GABRIEL ROCHA: O grande problema é que, os sapiens mais antigos que a gente conhece, eles estão ali entre 200 e 230 mil anos. Então esses novos fósseis eles estariam estendendo a origem do Homo sapiens, né? Pelo menos em 100 mil anos aí.
MAYRA: Só que, apesar de muito parecidos, a estrutura do crânio desses fósseis encontrados no Marrocos não é exatamente igual a dos Homo sapiens, ela é mais alongada e achatada, e não redonda como é a nossa cabeça. Isso indica que na verdade esses fósseis são de uma espécie ancestral, que provavelmente estava na base da origem dos sapiens propriamente ditos. E isso está dito no artigo que os cientistas do Instituto Max Planck, da Alemanha, publicaram descrevendo os fósseis de Jebel Irhout.
GABRIEL ROCHA: E o grande problema é que aí, quando é esse artigo foi para mídia, comunicação toda e os próprios pesquisadores começaram a falar que eles encontraram Homo sapiens mais antigo. E aí o artigo ele estourou muito por causa disso.
PEDRO: Ou seja, a repercussão que o artigo teve na mídia fez com que os pesquisadores mudassem um pouco o discurso, abraçando a ideia de que esses fósseis eram os primeiros exemplares da linhagem humana. Esse tipo de coisa rende prestígio e reconhecimento pro grupo, o que pode facilitar a arrecadação de verbas pra novas pesquisas, que são realmente bem caras e precisam mesmo de financiamento.
MAYRA: Só que nem todo mundo concorda em incluir esses fósseis no quadradinho da espécie humana, como é o caso do grupo de pesquisa que o Gabriel faz parte aqui no Brasil. E aí, enquanto não aparecem mais evidências, ou enquanto um grupo não convence o outro daquilo que está propondo, a discussão permanece em aberto.
PEDRO: Mas a história não para por aí, meu caro ouvinte.
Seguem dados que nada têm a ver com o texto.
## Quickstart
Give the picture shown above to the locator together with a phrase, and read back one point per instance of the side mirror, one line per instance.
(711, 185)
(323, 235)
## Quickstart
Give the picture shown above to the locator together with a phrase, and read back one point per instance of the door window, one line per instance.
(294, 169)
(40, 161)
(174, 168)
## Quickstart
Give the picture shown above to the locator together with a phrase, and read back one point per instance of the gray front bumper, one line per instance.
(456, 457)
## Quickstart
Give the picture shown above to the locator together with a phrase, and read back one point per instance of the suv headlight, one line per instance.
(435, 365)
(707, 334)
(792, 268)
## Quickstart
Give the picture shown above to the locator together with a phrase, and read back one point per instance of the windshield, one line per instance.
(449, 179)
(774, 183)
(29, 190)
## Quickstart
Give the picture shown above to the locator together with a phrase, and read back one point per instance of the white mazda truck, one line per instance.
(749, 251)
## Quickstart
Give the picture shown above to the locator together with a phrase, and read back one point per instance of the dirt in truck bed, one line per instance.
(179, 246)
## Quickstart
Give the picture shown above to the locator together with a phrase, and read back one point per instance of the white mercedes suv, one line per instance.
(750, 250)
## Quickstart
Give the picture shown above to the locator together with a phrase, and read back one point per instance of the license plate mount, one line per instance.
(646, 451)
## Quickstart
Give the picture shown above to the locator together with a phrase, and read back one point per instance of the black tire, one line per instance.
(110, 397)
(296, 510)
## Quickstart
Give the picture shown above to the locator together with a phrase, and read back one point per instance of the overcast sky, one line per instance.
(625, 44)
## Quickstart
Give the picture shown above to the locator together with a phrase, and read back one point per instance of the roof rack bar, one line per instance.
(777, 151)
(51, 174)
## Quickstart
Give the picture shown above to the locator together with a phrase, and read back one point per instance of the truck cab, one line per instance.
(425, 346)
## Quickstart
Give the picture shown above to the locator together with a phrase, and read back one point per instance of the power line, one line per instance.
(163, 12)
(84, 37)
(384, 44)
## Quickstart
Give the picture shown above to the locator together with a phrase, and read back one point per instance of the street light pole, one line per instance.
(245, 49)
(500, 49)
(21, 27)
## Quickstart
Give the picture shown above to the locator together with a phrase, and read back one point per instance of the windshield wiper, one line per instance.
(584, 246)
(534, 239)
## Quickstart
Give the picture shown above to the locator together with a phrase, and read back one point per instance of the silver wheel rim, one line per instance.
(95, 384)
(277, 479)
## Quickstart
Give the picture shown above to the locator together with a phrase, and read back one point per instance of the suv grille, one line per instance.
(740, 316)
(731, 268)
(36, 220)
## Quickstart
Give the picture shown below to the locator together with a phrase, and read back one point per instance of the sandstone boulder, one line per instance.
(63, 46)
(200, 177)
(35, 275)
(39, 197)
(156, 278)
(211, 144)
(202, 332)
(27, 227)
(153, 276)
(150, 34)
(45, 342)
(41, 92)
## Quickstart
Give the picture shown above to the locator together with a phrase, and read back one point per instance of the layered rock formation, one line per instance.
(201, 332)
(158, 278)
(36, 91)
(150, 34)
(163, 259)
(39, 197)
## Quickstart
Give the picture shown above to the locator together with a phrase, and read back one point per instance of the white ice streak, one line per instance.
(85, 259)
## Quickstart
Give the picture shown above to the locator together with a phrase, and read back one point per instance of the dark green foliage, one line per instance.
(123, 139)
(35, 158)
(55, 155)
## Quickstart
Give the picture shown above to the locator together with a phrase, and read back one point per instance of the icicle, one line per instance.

MAYRA: Além da possibilidade desses fósseis significarem que a espécie humana começou a existir antes do que se pensava, eles também podem mudar o lugar onde ela começou. Isso porque estava estabelecido que os sapiens surgiram no leste africano, só que esses fósseis foram encontrados no Marrocos, no oeste, do outro lado do continente. Essa descoberta pode indicar que os primeiros humanos estavam muito mais espalhados pela África do que se pensava antes.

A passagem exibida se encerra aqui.